You were employed by this person so you put it down on the form. Theres no need for a dilemma. The CF asks, you provide.

Simple.


----------



## divermc (13 Dec 2011)

Honesty is the best policy. That being said, I don't think they call every employer, they are more concerned with whether there are any gaps in your employment history that might require further review. As someone already mentioned, you worked for him and left once you realized he was not ethical in his business. You didn't break the law or get charged (and found guilty) of any offence and therefore don't have a criminal record to disclose so you are fine. If anything you lived up to the military ethos by remaining ethical in your decision to leave.

Good luck in the rest of your paperwork and don't be discouraged by this, it was a learning experience that built character.


----------



## Scott (13 Dec 2011)

Recruits have worked for shitty employer in the past, you're not the first. Relax and be honest.


----------



## DogFighting101 (13 Dec 2011)

Even if they call all of your past employers, if 1 of them says you we're a crap sack and the rest say they couldn't ask for a better employee... They'll know the particular employer had personal issues that affect his judgment. Nothing to be worried about unless most or all of them say you weren't a good worker.


----------



## Ex-Dragoon (13 Dec 2011)

divermc said:
			
		

> Honesty is the best policy. *That being said, I don't think they call every employer*, they are more concerned with whether there are any gaps in your employment history that might require further review.

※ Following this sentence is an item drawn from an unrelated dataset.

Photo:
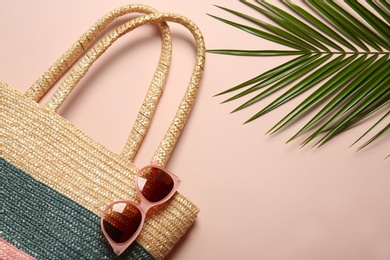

As someone already mentioned, you worked for him and left once you realized he was not ethical in his business. You didn't break the law or get charged (and found guilty) of any offence and therefore don't have a criminal record to disclose so you are fine. If anything you lived up to the military ethos by remaining ethical in your decision to leave.
> 
> Good luck in the rest of your paperwork and don't be discouraged by this, it was a learning experience that built character.



You don't think or do you know for certain? We try and pass the most accurate information we can to the OP not speculations.

Milnet.Ca Staff


----------